Et ça laisse des traces indélébiles.
A l’autre extrémité de l’album, il y a la plus belle chanson d’amour jamais composée. "Wild Is The Wind" a été écrite en 1957 par un américain – Ned Washington (texte) – et un russe – Dimitri Tiomkin (musique). Sa version définitive a été enregistrée (piano – basse – voix) par la douloureuse Nina Simone. Il n’y a rien de plus beau au monde. Ni de plus désespérant.
Et il est fascinant de voir qu’au plus mal de sa vie, David (fan avéré de Nina) tente ici le grand écart, en adaptant un monument qu’il étire au-delà des six minutes. L’effort (la "désespérance", comme disait Jacques Brel) que l’on ressent dans l’interprétation (jetée en pâture d’une ville cannibale) ajoute une "station" inédite au long chemin de croix du premier titre. Bowie plus fort que Jésus. Et que son copain John Lennon (6).
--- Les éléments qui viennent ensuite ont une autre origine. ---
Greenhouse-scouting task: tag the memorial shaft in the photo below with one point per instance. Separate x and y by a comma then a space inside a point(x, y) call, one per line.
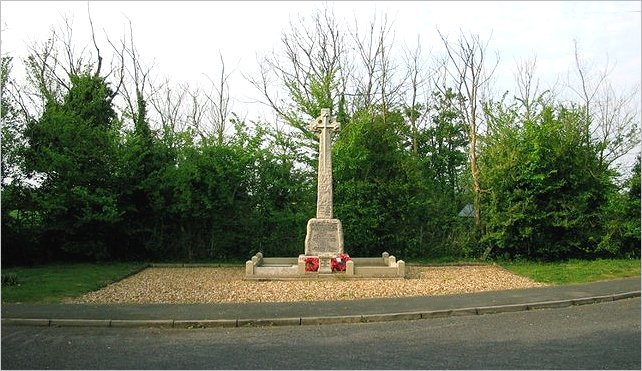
point(324, 184)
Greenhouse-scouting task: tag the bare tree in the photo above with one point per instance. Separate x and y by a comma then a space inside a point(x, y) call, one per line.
point(377, 83)
point(613, 118)
point(309, 71)
point(219, 102)
point(468, 69)
point(417, 80)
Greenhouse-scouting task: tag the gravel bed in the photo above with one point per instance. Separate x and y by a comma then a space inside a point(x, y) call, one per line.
point(226, 285)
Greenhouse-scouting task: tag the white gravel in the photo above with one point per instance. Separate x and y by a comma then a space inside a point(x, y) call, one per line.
point(226, 285)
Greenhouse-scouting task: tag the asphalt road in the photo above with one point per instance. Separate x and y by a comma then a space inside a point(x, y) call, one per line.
point(596, 336)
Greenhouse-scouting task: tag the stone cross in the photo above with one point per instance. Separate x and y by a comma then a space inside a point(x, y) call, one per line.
point(324, 237)
point(325, 126)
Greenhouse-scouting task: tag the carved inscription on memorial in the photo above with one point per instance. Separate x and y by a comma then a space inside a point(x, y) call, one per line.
point(324, 236)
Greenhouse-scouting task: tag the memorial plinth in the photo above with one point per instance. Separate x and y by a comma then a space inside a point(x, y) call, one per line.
point(324, 234)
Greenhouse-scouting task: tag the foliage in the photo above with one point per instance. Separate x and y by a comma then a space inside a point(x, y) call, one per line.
point(575, 271)
point(84, 179)
point(546, 190)
point(72, 147)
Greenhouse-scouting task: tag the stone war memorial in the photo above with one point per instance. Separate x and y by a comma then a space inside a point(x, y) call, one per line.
point(324, 255)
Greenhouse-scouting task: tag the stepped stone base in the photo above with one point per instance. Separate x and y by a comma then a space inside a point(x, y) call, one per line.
point(260, 268)
point(324, 236)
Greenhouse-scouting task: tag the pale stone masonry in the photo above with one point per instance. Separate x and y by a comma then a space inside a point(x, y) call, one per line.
point(324, 235)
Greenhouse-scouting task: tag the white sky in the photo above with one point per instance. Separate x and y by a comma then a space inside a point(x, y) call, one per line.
point(183, 38)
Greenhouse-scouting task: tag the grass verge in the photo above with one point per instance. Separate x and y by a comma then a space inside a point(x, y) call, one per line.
point(575, 271)
point(55, 282)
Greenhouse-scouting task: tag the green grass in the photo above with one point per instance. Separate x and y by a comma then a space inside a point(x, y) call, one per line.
point(55, 282)
point(575, 271)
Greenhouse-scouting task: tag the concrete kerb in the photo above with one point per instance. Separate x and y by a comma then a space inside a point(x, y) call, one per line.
point(319, 320)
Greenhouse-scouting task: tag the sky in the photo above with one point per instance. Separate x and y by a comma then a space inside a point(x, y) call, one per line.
point(182, 39)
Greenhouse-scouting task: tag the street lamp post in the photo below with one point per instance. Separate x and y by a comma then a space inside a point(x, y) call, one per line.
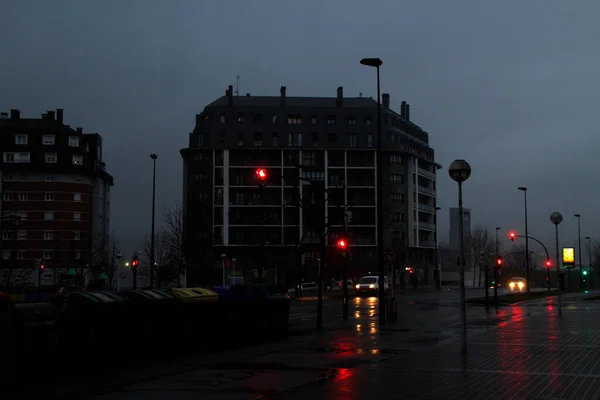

Les quatre autres titres méritent certainement une écoute attentive mais ils sont écrasés entre le "souvenir explosif du début" et l’"attente impatiente du final". Pour la très petite anecdote, il se raconte que "Golden Years" aurait été composée pour Elvis Presley (admettons).
La – très belle – photo en noir et blanc qui illustre la pochette est une image tirée de l’ultra-navet filmique The Man Who Fell To Earth, un ouvrage irregardable (avec David, en très mauvais acteur principal), digne du brave Ed Wood (7) en personne.
On pourrait tou.te.s être des héros, durant une seule journée ! On pourrait !
(1) ce qui situe le niveau du conflit intercontinental qui se déroule dans le monde musical…
(2) Slade, (à titre d’exemple) s’y cassera les perruques, tandis que Led Zeppelin réussira son pari (comme en témoigne vertigineusement "How The West Was Won").
(3) les multicolores costumes "bouffants" du génial Kansai Yamamoto camouflaient intelligemment le physique mortifère du Maigre Duc Blanc.
(4) même en faisant preuve d’une grande largesse d’esprit, il est difficile de parler de "trilogie berlinoise" quand le troisième album est enregistré à Montreux (en Suisse). Cela dit, si ça fait plaisir aux exégètes…
(5) il n’y a aucun rapport direct mais The Heavy Metal Hero, une œuvre magistrale de Rodney Matthews, vient inévitablement à l’esprit lorsque le titre s’emballe.
(6) John estimait que, contrairement à Los Angeles, New-York était une ville paisible et que l’immeuble Dakota était un endroit où il pouvait vivre en toute sécurité avec Yoko. Bien vu.
(7) Plan 9 From Outter Space reste, à ce jour, le film préféré du chroniqueur.